Although flammable, acetone evaporates within a couple of minutes. There isn’t an issue if you start welding once it has evaporated.
If it is still wet you’ll get a small pop as it combusts.
Cleaning inside a tank or vessel where there is lack of ventilation?
Then you might get a quick flash of flame as the acetone vaporizes.
But remember I said that acetone is flammable.
- Keep the tin or container closed and away from the weld area. It is surprising just how far sparks and spatter can travel.
- Don’t do your welding over acetone spilt on the floor. Wipe it up first.
- Remove the rags used to wipe down your weld metal. Take them well away from where you are welding. The acetone on the rags won’t evaporate as quickly and the rags will go up if a spark catches them.
- Best to keep the acetone tin elsewhere. Even an empty tin catching a stray spark can ignite.
- And a little known fact, acetone is sensitive to pulse welding machines. Keep well away. You don’t want your tin of acetone going bang, sending shards of metal in all directions.
- Lastly don’t use acetone on hot metal. Hot metal can ignite it.
Sourcing your Acetone for Your Welding Metal
Pure 100% Acetone is available from Lowes, Walmart, your local farm supplies and Amazon.
For example this 1 gallon tin by Mohawk Acetone is available (*Paid Link). If you live in parts of the country where is difficult to source acetone, ordering from Amazon is an option.
Acetone welding wipes are another option.
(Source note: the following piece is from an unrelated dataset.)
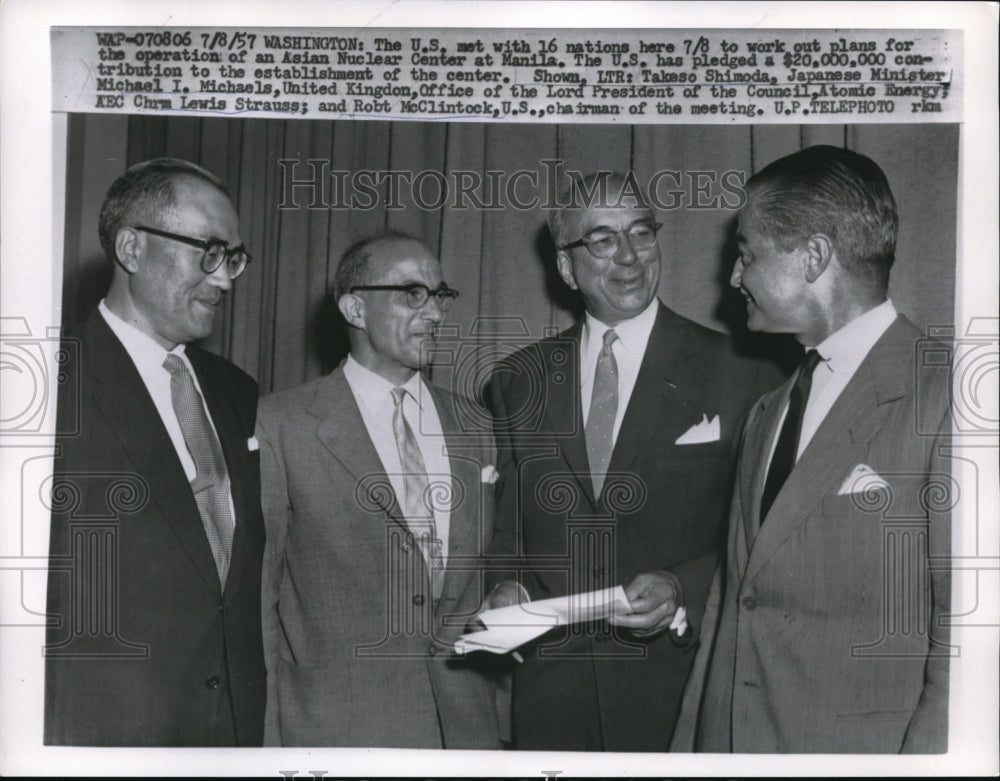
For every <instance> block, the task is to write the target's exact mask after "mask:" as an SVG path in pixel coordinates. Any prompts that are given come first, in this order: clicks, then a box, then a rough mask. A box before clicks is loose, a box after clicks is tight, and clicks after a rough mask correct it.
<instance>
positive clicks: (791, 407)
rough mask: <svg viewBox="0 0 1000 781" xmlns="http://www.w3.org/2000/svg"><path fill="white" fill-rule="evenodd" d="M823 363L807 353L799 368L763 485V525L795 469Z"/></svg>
mask: <svg viewBox="0 0 1000 781" xmlns="http://www.w3.org/2000/svg"><path fill="white" fill-rule="evenodd" d="M820 360H821V358H820V355H819V353H818V352H816V351H815V350H810V351H809V352H807V353H806V357H805V360H804V361H803V362H802V366H801V367H799V376H798V377H797V378H796V380H795V385H794V387H792V392H791V394H790V395H789V397H788V412H787V414H786V415H785V422H784V423H783V424H782V426H781V433H780V434H779V435H778V444H777V445H775V447H774V455H773V456H772V457H771V467H770V469H768V470H767V481H766V482H765V483H764V494H763V496H761V499H760V521H761V523H763V522H764V519H765V518H766V517H767V513H768V511H769V510H770V509H771V505H772V504H774V500H775V497H777V495H778V492H779V491H781V486H783V485H784V484H785V480H787V479H788V475H789V473H790V472H791V471H792V467H793V466H795V457H796V455H797V453H798V450H799V434H800V433H801V431H802V415H803V414H804V413H805V411H806V402H807V401H808V400H809V389H810V388H812V374H813V370H814V369H815V368H816V365H817V364H818V363H819V362H820Z"/></svg>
When you have a light covering of oil to wipe off your metal and don’t want to go to the trouble of getting a whole tin of acetone. These acetone wipes are then quite convenient to have in your tool box.
Blue Demon Ace Wipes (*Paid Link) is in a box of twenty individually sealed sachets. Each sachet contains a single acetone wipe.
These wipes are designed for those who weld. Each wipe removes grease and oil from your base metal and metal filler rods.
Have a large project to clean and weld? Then these wipes are no substitute for a tin of acetone, which of course would be a lot cheaper.
I hope you found my post “Acetone For Welding, Clean the Oil and Grease on 3 Metals” useful. Whether you are MIG, TIG welding or even stick or flux core welding clean off any oil first. Whether it is on fresh stainless steel or aluminum or on mild steel for repair acetone will get that grease off before you weld.